Faire front commun contre l’austérité

Publié le par André Chassaigne

Interview publiée dans le journal Communistes, supplément au journal l'Humanité du 12 septembre 2012.


A l’heure de la rentrée parlementaire, entretien avec André Chassaigne, président du groupe des députés communistes et du Front de gauche à l’Assemblée nationale.

Communistes : Comment apprécier la situation du pays ?
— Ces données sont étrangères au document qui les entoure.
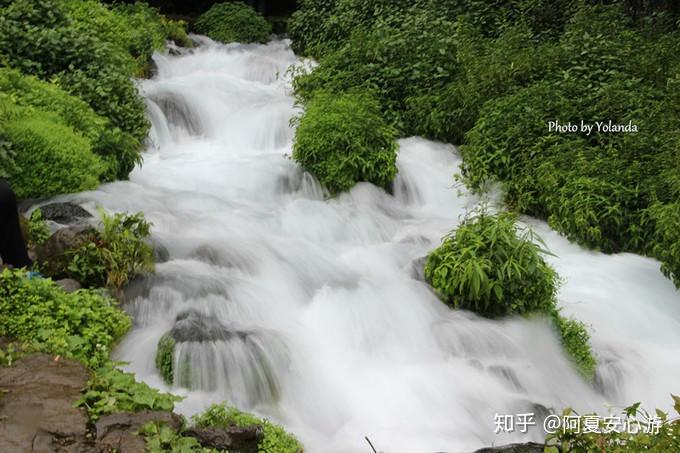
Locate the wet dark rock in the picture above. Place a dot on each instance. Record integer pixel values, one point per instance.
(36, 406)
(232, 439)
(53, 252)
(118, 432)
(64, 213)
(69, 285)
(529, 447)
André Chassaigne : Je crois d’abord qu’il faut bien mesurer l’ampleur des effets de la cure d’austérité appliquée à toute l’Europe, malgré le cataclysme grec. Toutes les économies de la zone euro sont entrées en récession, avec une explosion du nombre de chômeurs et de la précarité. Le constat est accablant pour les pompiers-pyromanes de la crise. Face à cette situation, plus que jamais la gauche est placée devant ses nouvelles responsabilités. Elle doit relever la tête pour engager le redressement du pays, en rompant avec la ligne de « l’austérité-autoritaire ».

Communistes : Sur quelles bases ?

AC : Je vois pour ma part trois enjeux politiques déterminants qui se dessinent pour le pays, et qui nécessitent de mettre toutes les forces progressistes, et celles du Front de Gauche, au service d’un vrai changement.

Le premier, c’est celui du traité européen et de sa règle d’or. Ce « coup d’Etat à froid », décrypté par Patrick Le Hyaric dans son dernier ouvrage « L’Europe des peuples nous appelle », est le véritable cheval de Troie de l’austérité généralisée. Il nous faut mobiliser sur le contenu de ce texte, sur ses implications dramatiques pour la vie future des Européens. Nous avons besoin d’expliquer le plus clairement possible la contradiction totale entre ce qui figure dans ce texte, c’est-à-dire le corset budgétaire à durée indéterminée imposé par la Commission européenne aux Etats, et la volonté affichée par les différents gouvernements européens de relancer la croissance et l’emploi. De la rue jusqu’au Parlement, cherchons avec le Front de Gauche le rassemblement le plus large des citoyens, avec comme première exigence, la tenue d’un référendum.

Le deuxième, c’est celui de l’emploi, avec le besoin de réponses urgentes face au chantage des responsables des grands groupes, de leurs actionnaires et des marchés financiers. Poussons très loin l’exigence de mesures législatives sur l’interdiction des licenciements boursiers, en faveur de nouveaux droits pour les salariés, et de nouveaux outils financiers de développement. Nos députés et sénateurs du Front de Gauche ont déjà travaillé sur plusieurs textes avec des mesures immédiatement applicables. Cherchons des majorités populaires et politiques pour avancer dans ce sens dans les semaines et mois à venir.

Le troisième, c’est celui de la relance budgétaire et de la refonte fiscale, avec le débat à venir sur le projet de loi de finances pour 2013, en cherchant à aller beaucoup plus loin que les premières intentions du Président de la République.

Communistes : Mais sur ces trois enjeux, on voit bien que la majorité au pouvoir se résigne ?

AC : Je crois que les millions de voix du Front de Gauche aux présidentielle et aux législatives, que les Françaises et les Français qui souhaitent le changement, n’attendent pas de nous d’être des spectateurs impuissants, voire des tireurs isolés, face à la ligne social-libérale qu’adopterait un Gouvernement de gauche. Nous n’avons aucune raison valable de renoncer à porter nos exigences dans le débat public, dans le mouvement social, comme dans les institutions. Au contraire, je crois que la situation nous impose un double effort politique : poursuivre et amplifier, avec les citoyens, avec le mouvement social, la dynamique d’appropriation de nos propositions face à l’austérité généralisée ; et user dans le même temps de tous les moyens pour être utile, pour faire avancer des mesures concrètes pour changer la vie dès maintenant.

Communistes : N’est-ce pas un combat perdu d’avance ?

AC : Quand le MEDEF et les privilégiés de la fortune mènent un lobbying intense pour affaiblir toute dynamique de progrès social, je suis convaincu que notre travail de fond devient une condition essentielle pour modifier les rapports de force. Je l’ai déjà dit lors de mes dernières interventions, ne nous en tenons pas à commenter « la chronique d’un échec annoncé », qui ne servirait d’ailleurs qu’à dédouaner un Gouvernement qui ne rêve que d’être totalement libre de ses mouvements. C’est un front politique durable qu’il nous faut édifier pour redresser le pays, en imposant par notre action collective « la chronique d’un échec refusé ».